Legal: Newsspeak, Inc

Location: Chicago, IL

Founded: February 2019

Website: https://newsspeak.org

Social Media: 2.1K Followers on Facebook, 36 Followers on Twitter, 654 followers on Instagram

Industry – Digital News & Media

Size: $150B globally (Source: Statista)

Introduction

Newsspeak is a news and media company that claims to present readers with unbiased and holistic viewpoints so that people can form their own well-informed opinions. The company focuses on topics that are debatable and then present both narratives for them. In order to help readers separate propaganda reporting from well-reasoned opinions, Newsspeak also publishes its analysis of bias (or lack of it) in reporting done by other media outlets. 

The Product

Through its online news portal, Newsspeak is democratizing the consumption of news by publishing news for readers of all schools of thought as well as for those not conforming to any. The platforms reports opinions and narratives of both sides about topics that are contentious, debatable, and where the potential of misreporting is huge. 

Newsspeak’s content is divided into three main topics – ‘Opinion’, ‘Bias & Accuracy’ & ‘In The News’. The website’sIn the News’ section is focussed on reporting facts and just that. Their ‘Opinion’ section presents detailed viewpoints on topics that are of public interest. In the ‘Bias and Accuracy’ section, Newsspeak tears down inaccurate media coverage of recent events both in the US and globally. Here, they openly call out news and media outlets that have either propagated inaccurate information or used correct information but presented it in a misleading way. They also reveal news that they believe have represented a viewpoint biased towards a particular political agenda without actually conforming to their agenda. 

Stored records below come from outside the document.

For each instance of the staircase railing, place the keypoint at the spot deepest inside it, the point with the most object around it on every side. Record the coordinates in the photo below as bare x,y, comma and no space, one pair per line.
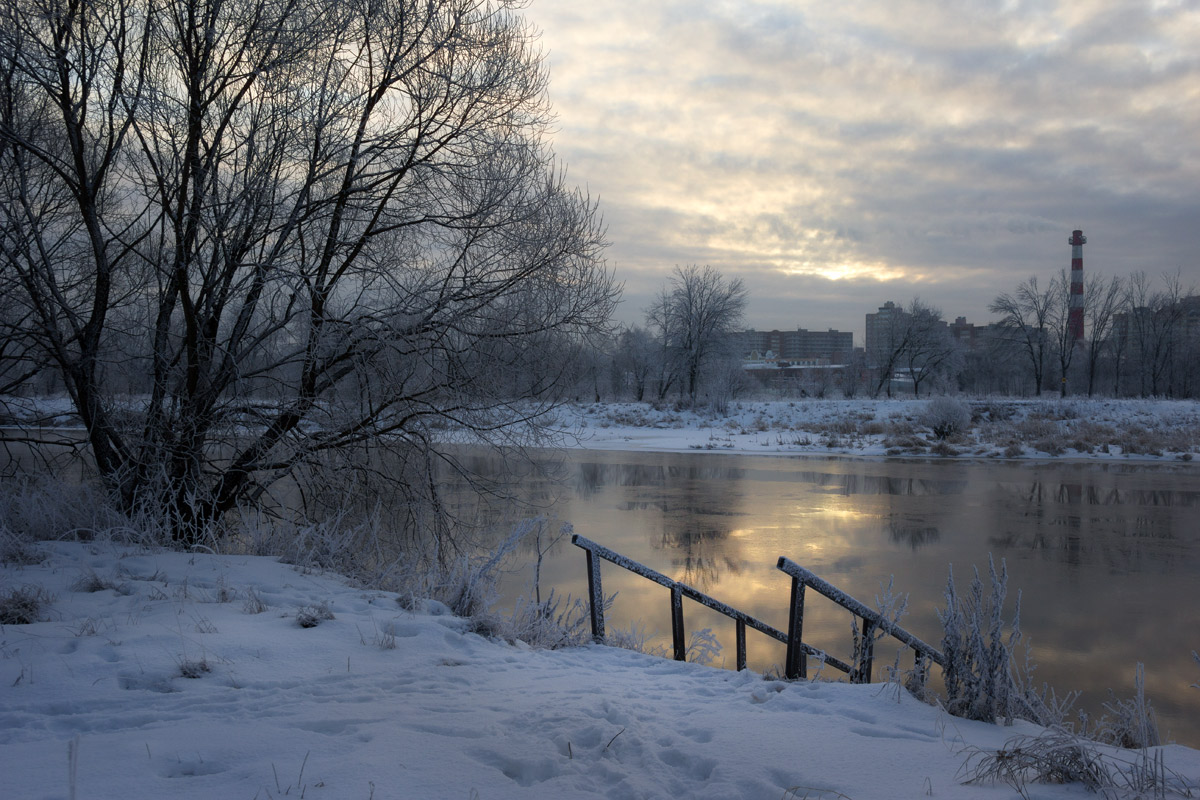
796,660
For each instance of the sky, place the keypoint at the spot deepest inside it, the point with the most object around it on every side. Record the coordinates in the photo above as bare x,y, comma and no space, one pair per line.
838,155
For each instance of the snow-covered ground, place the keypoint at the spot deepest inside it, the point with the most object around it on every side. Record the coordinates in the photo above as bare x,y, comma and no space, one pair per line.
163,674
1152,429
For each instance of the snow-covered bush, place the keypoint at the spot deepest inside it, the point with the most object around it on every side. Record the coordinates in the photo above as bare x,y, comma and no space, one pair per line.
1128,723
978,673
23,605
946,416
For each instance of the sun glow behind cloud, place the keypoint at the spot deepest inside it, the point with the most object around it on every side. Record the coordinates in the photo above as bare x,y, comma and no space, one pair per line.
905,148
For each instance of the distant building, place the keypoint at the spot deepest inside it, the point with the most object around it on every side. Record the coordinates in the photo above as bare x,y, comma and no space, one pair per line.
967,335
798,347
882,326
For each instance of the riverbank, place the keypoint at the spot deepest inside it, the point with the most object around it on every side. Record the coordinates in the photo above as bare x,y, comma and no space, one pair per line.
154,673
1044,428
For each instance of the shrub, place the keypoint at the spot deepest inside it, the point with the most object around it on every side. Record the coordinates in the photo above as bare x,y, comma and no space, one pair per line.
23,605
313,614
978,671
946,416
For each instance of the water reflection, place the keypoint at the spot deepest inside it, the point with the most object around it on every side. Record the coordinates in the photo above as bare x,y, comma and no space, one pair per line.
1105,557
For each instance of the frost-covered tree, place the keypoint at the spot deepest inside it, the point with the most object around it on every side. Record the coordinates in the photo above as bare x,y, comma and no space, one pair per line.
301,229
1102,301
1025,319
695,317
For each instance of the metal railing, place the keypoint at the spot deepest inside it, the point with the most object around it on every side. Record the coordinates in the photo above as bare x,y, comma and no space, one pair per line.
796,661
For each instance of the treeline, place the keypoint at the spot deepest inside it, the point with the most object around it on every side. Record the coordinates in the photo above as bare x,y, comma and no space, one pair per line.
1141,338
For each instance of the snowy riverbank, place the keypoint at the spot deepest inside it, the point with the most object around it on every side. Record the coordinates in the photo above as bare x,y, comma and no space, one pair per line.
381,702
1032,428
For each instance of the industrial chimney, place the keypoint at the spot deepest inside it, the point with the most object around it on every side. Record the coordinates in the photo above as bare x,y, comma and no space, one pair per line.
1075,316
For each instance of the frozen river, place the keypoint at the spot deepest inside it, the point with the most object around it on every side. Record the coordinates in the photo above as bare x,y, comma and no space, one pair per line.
1107,557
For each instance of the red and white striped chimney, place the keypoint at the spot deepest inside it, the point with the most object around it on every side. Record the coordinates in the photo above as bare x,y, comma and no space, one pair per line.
1075,316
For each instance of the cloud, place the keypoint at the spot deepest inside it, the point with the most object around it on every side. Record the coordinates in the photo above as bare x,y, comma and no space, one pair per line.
837,155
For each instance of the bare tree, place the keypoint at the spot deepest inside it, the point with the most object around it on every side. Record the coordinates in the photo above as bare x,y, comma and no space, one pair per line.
1153,319
1102,301
1025,319
695,317
635,359
312,228
1060,328
930,349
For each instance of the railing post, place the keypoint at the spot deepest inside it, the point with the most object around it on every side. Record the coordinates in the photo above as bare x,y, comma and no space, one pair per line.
595,596
796,663
742,644
681,647
867,657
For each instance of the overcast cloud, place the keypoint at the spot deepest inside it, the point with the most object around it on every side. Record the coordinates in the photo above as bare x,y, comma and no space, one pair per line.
837,155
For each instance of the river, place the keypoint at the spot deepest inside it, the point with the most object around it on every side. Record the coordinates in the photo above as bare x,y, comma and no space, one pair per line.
1105,557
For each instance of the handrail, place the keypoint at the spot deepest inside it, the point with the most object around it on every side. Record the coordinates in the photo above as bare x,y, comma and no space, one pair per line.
678,590
869,614
871,619
797,650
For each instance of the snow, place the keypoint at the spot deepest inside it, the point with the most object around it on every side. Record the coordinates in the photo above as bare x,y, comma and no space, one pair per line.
382,702
1128,428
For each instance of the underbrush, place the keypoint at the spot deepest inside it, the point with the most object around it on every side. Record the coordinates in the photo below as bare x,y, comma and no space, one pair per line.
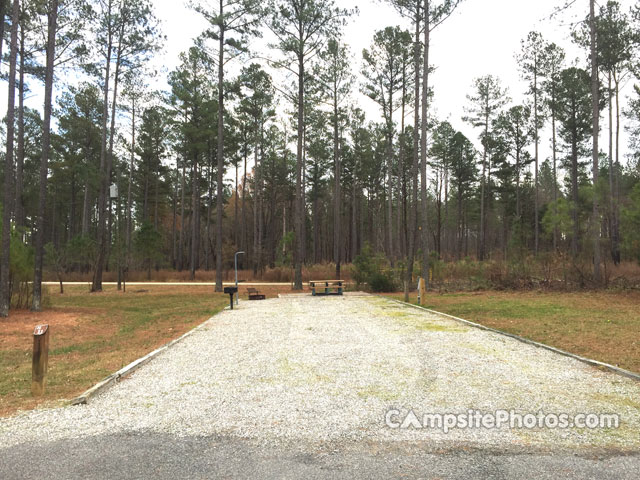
372,271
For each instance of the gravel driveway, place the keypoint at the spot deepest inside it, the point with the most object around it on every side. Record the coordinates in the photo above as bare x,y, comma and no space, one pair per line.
327,369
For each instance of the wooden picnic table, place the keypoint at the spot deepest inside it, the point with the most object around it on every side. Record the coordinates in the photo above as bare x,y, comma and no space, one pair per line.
326,287
255,294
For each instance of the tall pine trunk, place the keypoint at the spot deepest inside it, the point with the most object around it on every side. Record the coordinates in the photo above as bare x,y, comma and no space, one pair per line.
46,146
5,286
299,211
337,234
220,152
595,102
413,217
423,147
19,211
104,170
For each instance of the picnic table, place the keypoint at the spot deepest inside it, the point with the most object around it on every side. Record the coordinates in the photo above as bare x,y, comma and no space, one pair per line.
326,287
255,294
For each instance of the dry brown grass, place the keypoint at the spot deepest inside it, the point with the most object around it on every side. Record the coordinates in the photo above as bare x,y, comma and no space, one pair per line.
93,335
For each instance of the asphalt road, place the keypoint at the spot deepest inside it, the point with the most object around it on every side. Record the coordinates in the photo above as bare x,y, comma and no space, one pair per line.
160,456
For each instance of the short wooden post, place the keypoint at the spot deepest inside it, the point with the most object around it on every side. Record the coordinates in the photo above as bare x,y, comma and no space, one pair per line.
40,359
421,292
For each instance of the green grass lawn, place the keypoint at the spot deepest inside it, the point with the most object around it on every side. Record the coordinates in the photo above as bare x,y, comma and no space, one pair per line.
94,335
601,325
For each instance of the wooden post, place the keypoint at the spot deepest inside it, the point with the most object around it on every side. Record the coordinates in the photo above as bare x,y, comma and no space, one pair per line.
40,359
422,293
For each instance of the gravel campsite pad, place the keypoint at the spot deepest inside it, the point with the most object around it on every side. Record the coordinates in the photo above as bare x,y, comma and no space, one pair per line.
328,369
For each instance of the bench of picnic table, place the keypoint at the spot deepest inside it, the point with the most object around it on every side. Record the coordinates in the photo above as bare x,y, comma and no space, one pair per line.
326,287
254,294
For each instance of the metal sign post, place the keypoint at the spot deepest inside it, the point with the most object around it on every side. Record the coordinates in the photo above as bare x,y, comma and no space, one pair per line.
236,266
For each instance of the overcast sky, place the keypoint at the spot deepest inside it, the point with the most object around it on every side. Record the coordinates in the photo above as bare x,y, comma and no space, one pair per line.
481,38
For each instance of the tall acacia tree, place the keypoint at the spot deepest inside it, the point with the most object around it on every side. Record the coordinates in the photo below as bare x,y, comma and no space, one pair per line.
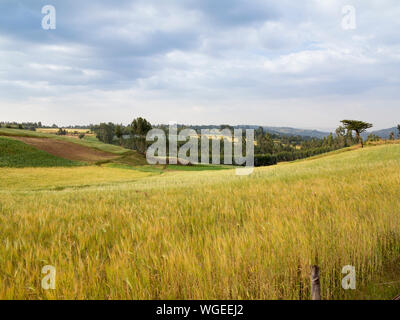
358,127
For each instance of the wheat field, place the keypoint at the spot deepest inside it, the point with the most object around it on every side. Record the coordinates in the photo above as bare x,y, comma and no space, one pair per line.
118,234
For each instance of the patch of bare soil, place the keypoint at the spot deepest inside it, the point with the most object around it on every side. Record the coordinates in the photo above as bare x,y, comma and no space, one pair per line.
67,150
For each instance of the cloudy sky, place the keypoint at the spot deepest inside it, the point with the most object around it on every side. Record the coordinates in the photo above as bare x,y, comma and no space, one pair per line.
278,63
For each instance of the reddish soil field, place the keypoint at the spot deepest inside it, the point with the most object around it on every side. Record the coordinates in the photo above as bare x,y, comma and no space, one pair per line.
67,150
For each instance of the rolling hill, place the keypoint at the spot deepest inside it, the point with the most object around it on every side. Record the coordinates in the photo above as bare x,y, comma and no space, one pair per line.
114,233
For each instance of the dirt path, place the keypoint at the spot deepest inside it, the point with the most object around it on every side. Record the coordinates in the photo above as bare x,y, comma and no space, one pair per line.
67,150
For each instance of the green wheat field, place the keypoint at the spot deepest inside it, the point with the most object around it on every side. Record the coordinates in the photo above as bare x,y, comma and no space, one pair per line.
114,232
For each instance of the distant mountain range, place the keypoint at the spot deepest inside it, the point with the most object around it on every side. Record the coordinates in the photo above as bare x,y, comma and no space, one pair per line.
289,131
384,133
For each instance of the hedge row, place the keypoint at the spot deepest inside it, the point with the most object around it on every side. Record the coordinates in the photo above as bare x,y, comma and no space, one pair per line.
268,159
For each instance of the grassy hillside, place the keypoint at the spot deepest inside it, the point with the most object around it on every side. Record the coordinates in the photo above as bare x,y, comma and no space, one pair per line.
17,154
87,141
209,234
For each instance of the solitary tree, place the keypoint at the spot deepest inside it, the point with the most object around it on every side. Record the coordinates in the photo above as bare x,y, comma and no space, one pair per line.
358,127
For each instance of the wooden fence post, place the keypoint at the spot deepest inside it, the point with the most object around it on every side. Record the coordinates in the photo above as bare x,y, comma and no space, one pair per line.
315,283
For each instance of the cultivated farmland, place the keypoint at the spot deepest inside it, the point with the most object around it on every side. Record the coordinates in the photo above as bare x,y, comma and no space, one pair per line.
117,232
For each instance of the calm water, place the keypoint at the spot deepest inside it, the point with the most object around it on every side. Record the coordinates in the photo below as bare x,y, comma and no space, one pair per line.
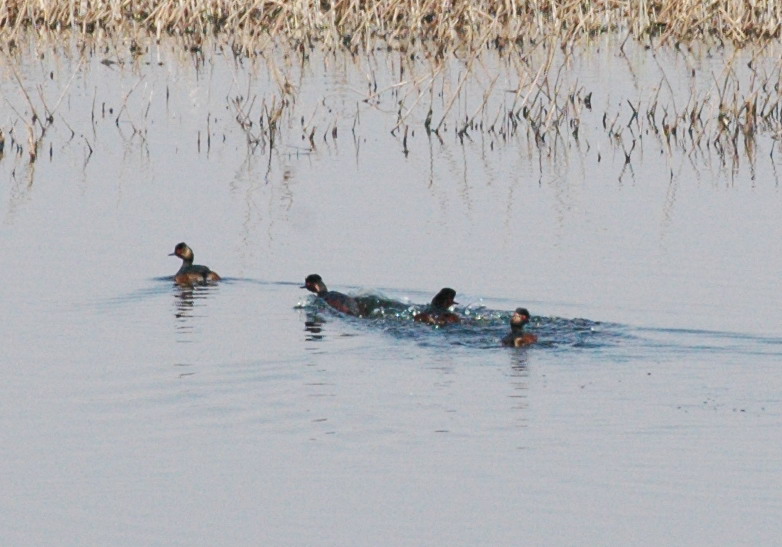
136,412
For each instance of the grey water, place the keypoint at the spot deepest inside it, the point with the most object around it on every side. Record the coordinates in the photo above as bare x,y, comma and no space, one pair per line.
133,411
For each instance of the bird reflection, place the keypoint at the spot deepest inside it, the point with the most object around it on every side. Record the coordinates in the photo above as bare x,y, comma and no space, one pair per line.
188,299
313,326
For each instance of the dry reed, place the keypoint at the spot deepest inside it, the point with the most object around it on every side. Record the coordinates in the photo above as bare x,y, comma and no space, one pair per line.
442,25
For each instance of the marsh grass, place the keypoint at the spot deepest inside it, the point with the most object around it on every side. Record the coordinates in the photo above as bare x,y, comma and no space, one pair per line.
441,24
449,71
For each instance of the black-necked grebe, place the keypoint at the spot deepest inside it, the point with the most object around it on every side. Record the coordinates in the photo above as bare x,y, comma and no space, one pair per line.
337,300
517,337
189,273
438,312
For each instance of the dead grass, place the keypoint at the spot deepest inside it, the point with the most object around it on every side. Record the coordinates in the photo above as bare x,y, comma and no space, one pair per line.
441,25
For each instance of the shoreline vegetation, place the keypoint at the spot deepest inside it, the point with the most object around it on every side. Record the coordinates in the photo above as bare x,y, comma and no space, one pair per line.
442,25
441,86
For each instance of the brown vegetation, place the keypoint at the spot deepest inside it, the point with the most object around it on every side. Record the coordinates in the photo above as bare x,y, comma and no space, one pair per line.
441,24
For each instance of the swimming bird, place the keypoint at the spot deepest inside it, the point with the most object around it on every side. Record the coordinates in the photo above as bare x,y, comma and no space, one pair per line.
337,300
189,273
438,312
517,337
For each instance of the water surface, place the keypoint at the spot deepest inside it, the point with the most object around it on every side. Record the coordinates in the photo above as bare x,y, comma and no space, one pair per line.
135,411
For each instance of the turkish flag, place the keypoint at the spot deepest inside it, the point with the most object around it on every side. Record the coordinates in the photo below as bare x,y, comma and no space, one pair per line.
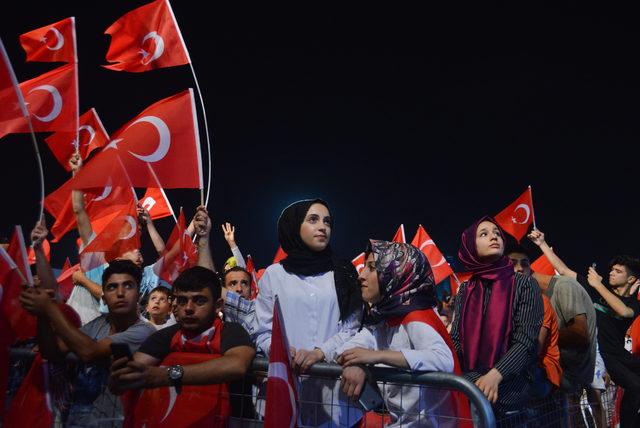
52,43
359,262
399,236
145,39
22,323
516,218
119,234
254,281
46,247
91,134
543,265
439,265
280,255
179,254
111,196
14,111
164,136
282,393
18,252
155,201
65,280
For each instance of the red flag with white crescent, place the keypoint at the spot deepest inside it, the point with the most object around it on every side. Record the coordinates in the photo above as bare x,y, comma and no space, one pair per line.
91,135
400,236
180,253
14,112
52,101
358,262
518,216
119,235
282,392
145,39
52,43
164,136
439,265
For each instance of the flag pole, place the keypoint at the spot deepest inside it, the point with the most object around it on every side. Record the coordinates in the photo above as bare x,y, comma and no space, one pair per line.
533,213
203,201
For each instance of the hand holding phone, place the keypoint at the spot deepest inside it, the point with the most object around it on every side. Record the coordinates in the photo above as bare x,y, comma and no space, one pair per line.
119,350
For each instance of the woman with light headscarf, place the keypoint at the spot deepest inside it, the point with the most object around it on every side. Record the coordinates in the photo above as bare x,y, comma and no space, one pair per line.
402,329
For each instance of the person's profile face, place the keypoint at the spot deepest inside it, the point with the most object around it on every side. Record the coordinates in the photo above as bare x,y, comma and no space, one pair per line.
521,263
315,230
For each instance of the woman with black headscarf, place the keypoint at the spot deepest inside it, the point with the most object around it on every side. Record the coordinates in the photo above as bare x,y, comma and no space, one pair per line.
320,300
402,329
497,318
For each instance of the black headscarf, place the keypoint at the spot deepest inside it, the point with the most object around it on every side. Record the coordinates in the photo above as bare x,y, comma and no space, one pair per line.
303,261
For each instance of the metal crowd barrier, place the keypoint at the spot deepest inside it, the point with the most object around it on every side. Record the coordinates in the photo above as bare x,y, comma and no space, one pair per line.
247,400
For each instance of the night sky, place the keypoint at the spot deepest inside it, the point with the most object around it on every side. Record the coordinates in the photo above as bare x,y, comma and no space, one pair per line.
392,115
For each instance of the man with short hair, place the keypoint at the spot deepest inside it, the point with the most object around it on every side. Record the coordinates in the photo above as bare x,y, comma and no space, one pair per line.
198,356
238,280
615,307
91,343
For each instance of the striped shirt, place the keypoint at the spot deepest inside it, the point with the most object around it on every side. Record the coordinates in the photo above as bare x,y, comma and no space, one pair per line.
517,364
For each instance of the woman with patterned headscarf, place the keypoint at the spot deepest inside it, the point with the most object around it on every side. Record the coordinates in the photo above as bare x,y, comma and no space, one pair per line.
497,318
402,330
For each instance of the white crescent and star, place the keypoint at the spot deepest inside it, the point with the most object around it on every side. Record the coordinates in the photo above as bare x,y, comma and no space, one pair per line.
59,39
57,102
526,209
426,244
157,51
279,371
164,143
132,228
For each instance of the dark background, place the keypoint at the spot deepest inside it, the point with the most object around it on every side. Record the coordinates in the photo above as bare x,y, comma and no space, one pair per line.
392,115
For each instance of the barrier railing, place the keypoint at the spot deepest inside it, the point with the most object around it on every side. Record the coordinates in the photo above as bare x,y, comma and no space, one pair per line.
249,399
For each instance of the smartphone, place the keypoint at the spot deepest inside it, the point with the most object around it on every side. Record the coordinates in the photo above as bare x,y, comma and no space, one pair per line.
119,350
370,397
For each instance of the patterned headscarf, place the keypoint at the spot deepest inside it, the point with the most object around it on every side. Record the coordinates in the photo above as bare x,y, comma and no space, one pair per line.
405,280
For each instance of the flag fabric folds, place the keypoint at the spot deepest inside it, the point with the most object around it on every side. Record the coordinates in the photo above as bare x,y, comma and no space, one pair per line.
52,100
180,253
439,265
282,393
145,39
164,136
518,216
52,43
400,236
91,136
14,111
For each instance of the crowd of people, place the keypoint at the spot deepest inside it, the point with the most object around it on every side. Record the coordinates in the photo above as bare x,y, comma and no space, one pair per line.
523,338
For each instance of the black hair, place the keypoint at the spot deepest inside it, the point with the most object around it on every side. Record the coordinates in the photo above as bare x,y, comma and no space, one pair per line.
196,279
122,266
632,264
235,269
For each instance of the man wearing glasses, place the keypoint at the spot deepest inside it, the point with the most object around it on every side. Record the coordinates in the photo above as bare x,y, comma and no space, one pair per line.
184,370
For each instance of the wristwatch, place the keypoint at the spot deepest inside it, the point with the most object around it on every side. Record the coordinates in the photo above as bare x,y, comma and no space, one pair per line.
175,375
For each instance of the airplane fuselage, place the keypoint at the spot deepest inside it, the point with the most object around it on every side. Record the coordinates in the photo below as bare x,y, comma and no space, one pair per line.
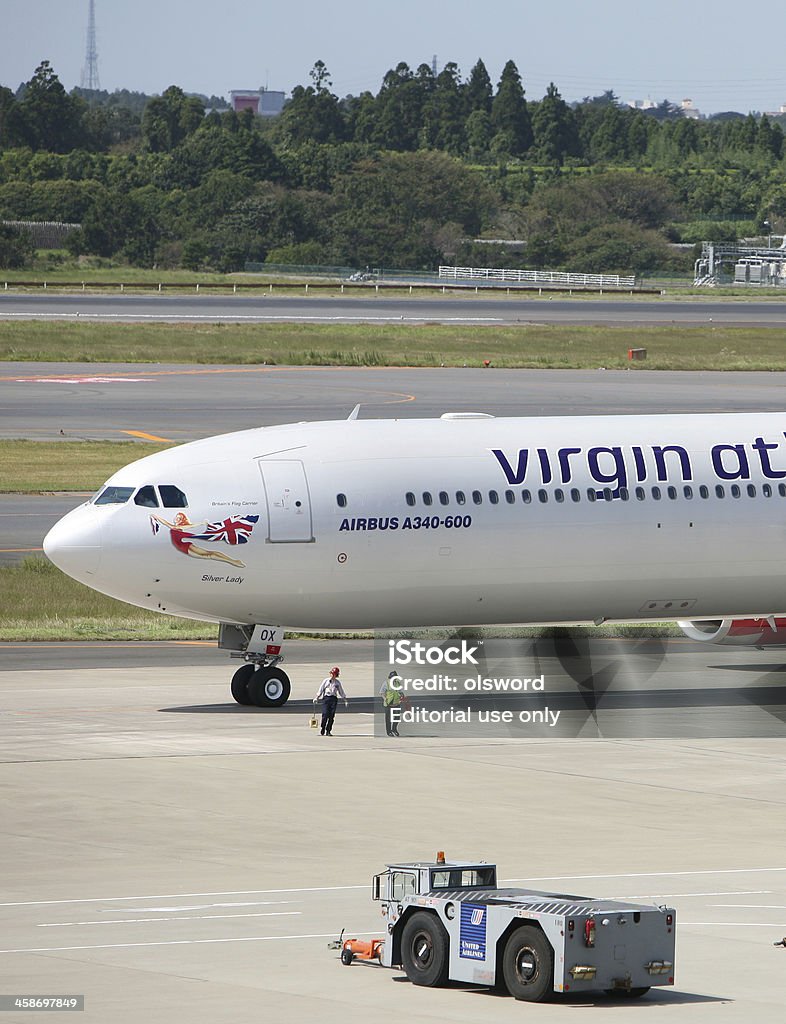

Through their forthcoming and bold news portal, Newsspeak aims to contribute towards creating an informative and trustworthy media industry which they believe is vital to a truly free society. 

Origin & Founding Team

Started in February 2019, Newsspeak has a diverse team of advisors and authors. J. Edward Sawlaw, a family medicine specialist and previously a founder of a retail board games outlet, DMMD games, and Dorian Geisler – an attorney and author with an MFA in Poetry are both advisors on Newsspeak’s team. Ruschell Busch, a lawyer by profession from Michigan law School is one of the key contributing authors at the company. 

Performance & Trends

Newsspeak has raised $13k as seed funding till date. Besides their online portal, they have a reader base of >2k on Facebook.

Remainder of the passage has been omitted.